An advanced PCA implementation with adaptive feature scaling and preprocessing
Project description
ASPIRE (Adaptive Scaler and PCA with Intelligent REduction)
Previously known as AdaptivePCA
ASPIRE is an advanced implementation of Principal Component Analysis (PCA) that provides intelligent feature scaling, comprehensive preprocessing, and built-in validation capabilities. It automatically adapts to your data's characteristics to deliver optimal dimensionality reduction results.
Core Functionality
AdaptivePCA employs a comprehensive preprocessing and analysis approach:
-
Intelligent Preprocessing
- Comprehensive data cleaning and preprocessing
- Handles outliers using IQR method
- Manages infinity values and missing data
- Feature-wise normality testing using Shapiro-Wilk test
- Automatic selection between StandardScaler and MinMaxScaler
- Class imbalance detection and handling via SMOTE
-
Dynamic Dimensionality Reduction
- Determines optimal number of PCA components based on variance threshold
- Considers eigenvalue thresholds for component selection
- Adapts to dataset characteristics
- Built-in validation framework
The algorithm's key innovation lies in its adaptive nature, particularly in:
- Automatic selection between StandardScaler and MinMaxScaler based on feature distributions
- Dynamic component selection based on cumulative variance threshold
- Integrated preprocessing pipeline with outlier handling and missing value imputation
- Automatic class imbalance detection and correction
- Comprehensive validation framework with efficiency metrics
This implementation provides an end-to-end solution for dimensionality reduction while handling common data challenges automatically.
Overall Design Pattern
Data → Preprocessing → Scaler Selection → PCA Optimization → Validation → Prediction
Dependencies
- numpy>=1.19.0
- pandas>=1.2.0
- scikit-learn>=0.24.0
- lightgbm>=3.0.0
- imbalanced-learn>=0.8.0
- scipy>=1.6.0
Installation
Install dependencies:
pip install scikit-learn numpy pandas lightgbm scipy imbalanced-learn
Instal from Pypi repository:
pip install adaptivepca
Clone this repository and install the package using pip
:
git clone https://github.com/nqmn/adaptivepca.git
cd adaptivepca
pip install .
Usage
Basic Usage
# Load your data
data = pd.read_csv("your_dataset.csv")
X = data.drop(['Label'])
y = data['Label']
# Initialize AdaptivePCA
adaptive_pca = AdaptivePCA()
X_preprocessed, y_preprocessed, smote_applied = adaptive_pca.preprocess_data(X, y)

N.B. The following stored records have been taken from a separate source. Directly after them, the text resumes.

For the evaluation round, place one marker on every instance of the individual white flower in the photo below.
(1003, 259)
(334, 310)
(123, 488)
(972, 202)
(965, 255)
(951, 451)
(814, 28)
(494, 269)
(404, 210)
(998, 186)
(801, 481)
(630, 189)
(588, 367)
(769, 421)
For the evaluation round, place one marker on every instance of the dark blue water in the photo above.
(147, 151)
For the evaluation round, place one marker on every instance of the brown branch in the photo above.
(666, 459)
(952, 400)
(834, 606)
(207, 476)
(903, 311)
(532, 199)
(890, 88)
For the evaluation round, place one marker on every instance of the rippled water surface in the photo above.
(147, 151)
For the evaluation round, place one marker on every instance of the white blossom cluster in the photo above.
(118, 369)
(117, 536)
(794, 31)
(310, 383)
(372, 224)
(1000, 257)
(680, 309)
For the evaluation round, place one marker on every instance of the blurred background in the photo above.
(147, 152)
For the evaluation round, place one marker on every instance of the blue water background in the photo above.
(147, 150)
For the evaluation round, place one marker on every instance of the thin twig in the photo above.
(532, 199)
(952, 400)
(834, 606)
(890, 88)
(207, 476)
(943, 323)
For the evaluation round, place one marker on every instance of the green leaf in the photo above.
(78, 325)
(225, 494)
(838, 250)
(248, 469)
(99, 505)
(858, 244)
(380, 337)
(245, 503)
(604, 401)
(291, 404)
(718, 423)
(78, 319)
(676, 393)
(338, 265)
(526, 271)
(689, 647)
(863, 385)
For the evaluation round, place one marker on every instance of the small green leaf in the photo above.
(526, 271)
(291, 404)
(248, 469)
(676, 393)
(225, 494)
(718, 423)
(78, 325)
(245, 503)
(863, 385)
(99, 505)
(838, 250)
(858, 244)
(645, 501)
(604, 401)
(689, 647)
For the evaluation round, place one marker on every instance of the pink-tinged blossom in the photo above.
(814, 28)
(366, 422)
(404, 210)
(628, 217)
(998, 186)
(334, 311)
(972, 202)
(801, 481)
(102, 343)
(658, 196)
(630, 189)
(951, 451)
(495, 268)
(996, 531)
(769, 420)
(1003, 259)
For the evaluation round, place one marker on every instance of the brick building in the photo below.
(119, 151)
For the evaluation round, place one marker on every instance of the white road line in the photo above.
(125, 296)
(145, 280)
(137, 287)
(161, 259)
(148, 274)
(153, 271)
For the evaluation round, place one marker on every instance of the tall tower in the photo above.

adaptive_pca.fit(X_preprocessed, y_preprocessed, smote_applied)
adaptive_pca.validate_with_classifier(X_preprocessed, y_preprocessed)
adaptive_pca.predict_with_classifier(X_preprocessed, y_preprocessed)
adaptive_pca.export_model('your_model_name.joblib')
Advanced Usage
import pandas as pd
from adaptivepca import AdaptivePCA
from sklearn.tree import DecisionTreeClassifier
# Load your data
data = pd.read_csv("your_dataset.csv")
X = data.drop(columns=['Label']) # Features
y = data['Label'] # Target variable
# Initialize AdaptivePCA
adaptive_pca = AdaptivePCA(
variance_threshold=0.95,
max_components=50,
min_eigenvalue_threshold=1e-4,
normality_ratio=0.05,
verbose=1
)
# Run Preprocessing
X_preprocessed, y_preprocessed, smote_applied = adaptive_pca.preprocess_data(X, y)
# Fit AdaptivePCA
adaptive_pca.fit(X_preprocessed, y_preprocessed, smote_applied)
# Optional - Validate with a classifier with full and reduced dataset performance
adaptive_pca.validate_with_classifier(X, y, classifier=DecisionTreeClassifier(), test_size=0.2, cv=5)
# Optional - Run prediction with classifier, show output of confusion matrix, classification report,
# inference time, fpr, far, specificity, auc-roc, mcc
adaptive_pca.predict_with_classifier(X, y)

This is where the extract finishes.